A loud bell clanged in the space beyond the gate. Nothing happened for a full minute, and Jarod was just reaching for the chain again when he heard the lifting of a heavy crossbar and saw the gate swing partly open inward. A swarthy face between two large ears and an explosion of jet-black hair pushing outward from around a gleaming bald dome of a head popped out of the opening.

Jarod, Edvard, and Abel all took an involuntary step back with the sudden onslaught of aromas pouring through the open gate.

“By the heavens! Jarod, how are you?” Lucius Tanner exclaimed as his face broke into a wide grin. He extended his hand, then abruptly pulled it back, wiping it on his apron before extending it again with undiminished enthusiasm. “I can’t tell you what a delight it is to see you here—you and your friends. Come in! Come in!”

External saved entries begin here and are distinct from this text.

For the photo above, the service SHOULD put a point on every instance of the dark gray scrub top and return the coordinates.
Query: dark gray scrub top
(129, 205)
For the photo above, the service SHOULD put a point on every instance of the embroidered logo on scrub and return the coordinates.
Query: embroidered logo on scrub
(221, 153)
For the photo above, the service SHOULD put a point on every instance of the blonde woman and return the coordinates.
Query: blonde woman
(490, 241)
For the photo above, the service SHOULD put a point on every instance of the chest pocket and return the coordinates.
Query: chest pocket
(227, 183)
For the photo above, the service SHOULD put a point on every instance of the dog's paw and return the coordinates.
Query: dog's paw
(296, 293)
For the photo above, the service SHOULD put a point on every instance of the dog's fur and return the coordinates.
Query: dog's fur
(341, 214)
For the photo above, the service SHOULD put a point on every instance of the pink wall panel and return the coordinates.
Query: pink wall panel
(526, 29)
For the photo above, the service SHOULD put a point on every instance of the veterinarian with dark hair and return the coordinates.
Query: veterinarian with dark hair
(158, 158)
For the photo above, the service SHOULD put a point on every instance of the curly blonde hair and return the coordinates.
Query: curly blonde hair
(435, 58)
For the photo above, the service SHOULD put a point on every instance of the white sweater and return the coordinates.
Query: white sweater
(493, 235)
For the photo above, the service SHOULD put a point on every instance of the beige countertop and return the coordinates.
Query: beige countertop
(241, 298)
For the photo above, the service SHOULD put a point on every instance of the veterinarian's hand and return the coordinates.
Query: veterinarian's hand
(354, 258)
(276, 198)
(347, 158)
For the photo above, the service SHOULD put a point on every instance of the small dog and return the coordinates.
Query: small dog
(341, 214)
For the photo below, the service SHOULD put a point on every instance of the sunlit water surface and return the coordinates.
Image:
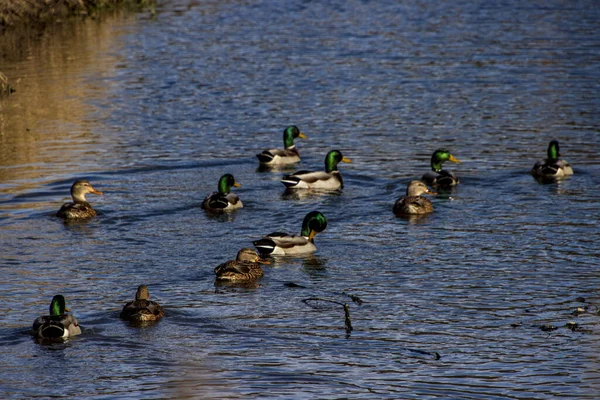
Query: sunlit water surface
(153, 110)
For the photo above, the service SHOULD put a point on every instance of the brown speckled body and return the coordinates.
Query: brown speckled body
(142, 309)
(245, 267)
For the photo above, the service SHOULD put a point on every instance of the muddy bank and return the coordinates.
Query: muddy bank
(14, 13)
(22, 21)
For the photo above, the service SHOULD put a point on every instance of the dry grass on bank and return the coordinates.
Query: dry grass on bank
(19, 12)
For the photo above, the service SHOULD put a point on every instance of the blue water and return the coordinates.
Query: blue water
(153, 110)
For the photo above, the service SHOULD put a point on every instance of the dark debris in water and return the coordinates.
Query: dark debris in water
(548, 328)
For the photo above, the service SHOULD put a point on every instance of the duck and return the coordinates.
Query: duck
(223, 200)
(330, 179)
(142, 309)
(280, 243)
(439, 176)
(289, 154)
(245, 267)
(413, 202)
(553, 166)
(79, 208)
(57, 325)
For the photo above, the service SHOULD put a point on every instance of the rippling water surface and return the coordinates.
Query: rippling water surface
(153, 110)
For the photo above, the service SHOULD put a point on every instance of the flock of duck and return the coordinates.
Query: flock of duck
(247, 265)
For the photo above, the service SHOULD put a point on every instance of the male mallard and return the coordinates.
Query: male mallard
(330, 179)
(80, 208)
(439, 176)
(223, 200)
(413, 202)
(142, 308)
(288, 155)
(552, 167)
(58, 324)
(278, 243)
(245, 267)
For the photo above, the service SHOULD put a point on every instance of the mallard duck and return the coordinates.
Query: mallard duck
(80, 208)
(552, 167)
(58, 324)
(413, 202)
(330, 179)
(279, 243)
(245, 267)
(142, 309)
(439, 176)
(223, 200)
(288, 155)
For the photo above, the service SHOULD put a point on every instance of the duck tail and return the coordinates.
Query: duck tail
(264, 246)
(265, 157)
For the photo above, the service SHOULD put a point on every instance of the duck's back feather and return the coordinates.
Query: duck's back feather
(55, 326)
(218, 202)
(551, 168)
(314, 180)
(279, 156)
(280, 243)
(141, 310)
(76, 211)
(406, 205)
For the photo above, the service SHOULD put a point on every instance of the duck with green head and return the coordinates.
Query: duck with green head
(413, 203)
(288, 155)
(279, 243)
(57, 325)
(553, 166)
(142, 309)
(246, 267)
(330, 179)
(79, 208)
(223, 200)
(438, 176)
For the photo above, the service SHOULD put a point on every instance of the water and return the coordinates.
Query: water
(154, 110)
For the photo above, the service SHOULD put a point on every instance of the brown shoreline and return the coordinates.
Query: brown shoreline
(22, 20)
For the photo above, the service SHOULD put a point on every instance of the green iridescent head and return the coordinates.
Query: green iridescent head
(58, 306)
(553, 150)
(333, 158)
(439, 157)
(313, 223)
(226, 182)
(289, 134)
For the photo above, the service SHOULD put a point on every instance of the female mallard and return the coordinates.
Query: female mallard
(288, 155)
(80, 208)
(552, 167)
(439, 176)
(245, 267)
(413, 202)
(330, 179)
(223, 200)
(142, 309)
(279, 243)
(58, 324)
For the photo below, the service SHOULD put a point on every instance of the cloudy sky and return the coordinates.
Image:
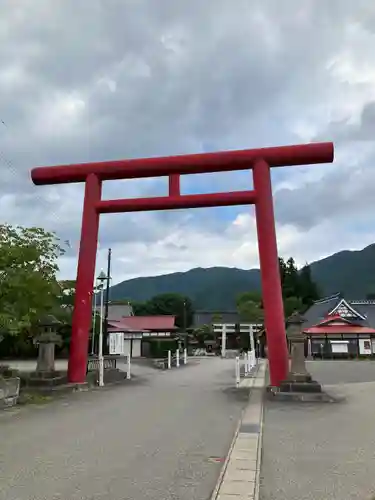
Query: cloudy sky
(84, 80)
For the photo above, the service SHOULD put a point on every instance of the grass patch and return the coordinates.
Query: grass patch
(29, 398)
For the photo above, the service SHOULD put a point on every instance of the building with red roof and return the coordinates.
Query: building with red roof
(140, 331)
(336, 327)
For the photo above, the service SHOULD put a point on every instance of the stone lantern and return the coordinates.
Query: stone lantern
(46, 341)
(298, 379)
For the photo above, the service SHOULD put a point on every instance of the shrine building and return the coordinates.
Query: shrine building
(339, 328)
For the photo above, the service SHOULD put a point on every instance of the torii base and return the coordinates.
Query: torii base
(301, 388)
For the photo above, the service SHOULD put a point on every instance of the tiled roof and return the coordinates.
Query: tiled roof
(118, 311)
(320, 310)
(159, 323)
(207, 317)
(115, 326)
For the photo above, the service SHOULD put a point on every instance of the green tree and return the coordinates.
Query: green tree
(28, 267)
(167, 303)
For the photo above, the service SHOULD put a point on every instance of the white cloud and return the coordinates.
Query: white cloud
(131, 79)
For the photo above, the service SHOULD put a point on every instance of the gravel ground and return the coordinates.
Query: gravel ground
(323, 451)
(152, 440)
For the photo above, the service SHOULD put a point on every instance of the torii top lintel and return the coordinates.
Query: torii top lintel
(225, 161)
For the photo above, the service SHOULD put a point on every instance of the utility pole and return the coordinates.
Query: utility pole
(184, 325)
(107, 294)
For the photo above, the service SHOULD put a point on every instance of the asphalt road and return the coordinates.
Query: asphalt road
(323, 451)
(151, 440)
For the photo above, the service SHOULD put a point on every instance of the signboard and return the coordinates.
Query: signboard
(116, 343)
(229, 327)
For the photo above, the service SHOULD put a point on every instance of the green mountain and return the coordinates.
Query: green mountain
(216, 288)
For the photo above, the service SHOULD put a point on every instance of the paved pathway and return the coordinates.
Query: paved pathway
(152, 440)
(326, 451)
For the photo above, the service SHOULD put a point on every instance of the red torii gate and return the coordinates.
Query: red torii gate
(259, 160)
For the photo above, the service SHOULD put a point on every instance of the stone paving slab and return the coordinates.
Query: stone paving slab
(240, 477)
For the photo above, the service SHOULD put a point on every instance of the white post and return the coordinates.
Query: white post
(224, 341)
(101, 360)
(128, 367)
(177, 358)
(252, 347)
(169, 360)
(237, 371)
(246, 359)
(93, 327)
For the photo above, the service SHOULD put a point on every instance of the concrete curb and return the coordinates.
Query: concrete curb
(240, 475)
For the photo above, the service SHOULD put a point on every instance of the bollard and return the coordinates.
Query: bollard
(169, 360)
(177, 358)
(237, 371)
(246, 360)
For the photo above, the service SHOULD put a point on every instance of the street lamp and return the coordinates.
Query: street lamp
(101, 279)
(93, 321)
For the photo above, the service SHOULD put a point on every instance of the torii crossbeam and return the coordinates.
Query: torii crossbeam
(258, 160)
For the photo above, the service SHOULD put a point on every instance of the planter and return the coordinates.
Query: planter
(9, 391)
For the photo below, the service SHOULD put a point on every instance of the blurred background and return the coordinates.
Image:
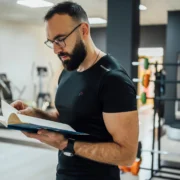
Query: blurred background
(142, 31)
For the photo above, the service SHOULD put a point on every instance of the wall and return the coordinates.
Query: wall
(22, 46)
(150, 36)
(153, 36)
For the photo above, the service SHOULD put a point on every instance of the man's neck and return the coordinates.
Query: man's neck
(93, 55)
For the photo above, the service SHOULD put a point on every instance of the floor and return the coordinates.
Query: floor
(22, 158)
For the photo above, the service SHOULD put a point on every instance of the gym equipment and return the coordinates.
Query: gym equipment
(144, 98)
(42, 98)
(135, 167)
(146, 63)
(146, 79)
(5, 89)
(159, 99)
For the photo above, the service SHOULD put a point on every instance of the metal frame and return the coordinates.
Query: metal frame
(160, 167)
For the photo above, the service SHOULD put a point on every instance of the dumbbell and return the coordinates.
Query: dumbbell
(146, 79)
(146, 63)
(143, 98)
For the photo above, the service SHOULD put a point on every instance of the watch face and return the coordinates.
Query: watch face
(68, 154)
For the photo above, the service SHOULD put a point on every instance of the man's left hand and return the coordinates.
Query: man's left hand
(51, 138)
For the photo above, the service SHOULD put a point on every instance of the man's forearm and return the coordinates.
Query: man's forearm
(109, 153)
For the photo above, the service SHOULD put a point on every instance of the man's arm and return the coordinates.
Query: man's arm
(124, 128)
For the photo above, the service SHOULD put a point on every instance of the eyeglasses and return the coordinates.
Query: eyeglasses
(60, 41)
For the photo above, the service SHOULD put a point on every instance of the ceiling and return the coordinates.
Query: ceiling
(155, 14)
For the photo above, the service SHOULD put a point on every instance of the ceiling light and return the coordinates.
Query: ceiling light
(159, 51)
(97, 21)
(35, 3)
(142, 7)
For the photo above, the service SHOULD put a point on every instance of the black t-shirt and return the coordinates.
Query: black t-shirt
(81, 98)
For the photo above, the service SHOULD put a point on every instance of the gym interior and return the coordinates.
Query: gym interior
(142, 34)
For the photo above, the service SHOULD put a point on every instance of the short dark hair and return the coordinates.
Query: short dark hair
(72, 9)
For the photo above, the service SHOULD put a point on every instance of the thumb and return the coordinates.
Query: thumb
(25, 111)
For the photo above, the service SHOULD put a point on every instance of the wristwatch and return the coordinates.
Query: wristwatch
(69, 150)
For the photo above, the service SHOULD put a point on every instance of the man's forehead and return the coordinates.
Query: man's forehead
(59, 24)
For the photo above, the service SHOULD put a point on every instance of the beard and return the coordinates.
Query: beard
(75, 58)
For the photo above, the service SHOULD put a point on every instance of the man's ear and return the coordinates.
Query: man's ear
(85, 29)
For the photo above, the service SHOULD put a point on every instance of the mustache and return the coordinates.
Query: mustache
(63, 54)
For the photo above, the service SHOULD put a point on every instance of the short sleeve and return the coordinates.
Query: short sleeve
(117, 92)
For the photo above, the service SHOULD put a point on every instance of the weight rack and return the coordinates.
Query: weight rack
(154, 172)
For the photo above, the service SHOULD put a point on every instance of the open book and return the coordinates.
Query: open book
(12, 120)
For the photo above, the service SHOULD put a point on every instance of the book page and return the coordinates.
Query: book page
(7, 110)
(43, 122)
(12, 117)
(3, 121)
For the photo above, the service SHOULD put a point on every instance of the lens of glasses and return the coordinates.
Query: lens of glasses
(60, 43)
(49, 44)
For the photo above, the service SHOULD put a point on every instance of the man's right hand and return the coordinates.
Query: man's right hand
(24, 108)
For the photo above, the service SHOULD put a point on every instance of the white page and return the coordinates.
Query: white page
(43, 122)
(8, 110)
(3, 120)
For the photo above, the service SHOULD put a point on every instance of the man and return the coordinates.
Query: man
(95, 96)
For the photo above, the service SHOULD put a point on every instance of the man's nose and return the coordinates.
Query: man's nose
(57, 48)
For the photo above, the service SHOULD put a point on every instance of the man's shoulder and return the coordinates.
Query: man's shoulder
(110, 67)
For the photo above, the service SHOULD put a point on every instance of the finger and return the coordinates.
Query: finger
(17, 104)
(47, 133)
(26, 111)
(51, 134)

Jarod could only nod. None of the rest of them dared attempt to open their mouths to speak.

“You know, we just don’t get many callers here,” Lucius chattered on as they stepped into the tannery. “But you’re always most welcome. Our work is a little slow today, but we’ve got a shipment of new hides coming in tomorrow. Still, I’d be delighted to show you around!”

Lucius Tanner was slightly shorter than Jarod, with broad shoulders and a wide, sturdy build. He wore a long-sleeved shirt, canvas trousers tucked into the tops of tall boots, and a large, heavily stained leather apron. Thick gloves were tucked into the apron where they might be readily grasped and put to use at a moment’s need.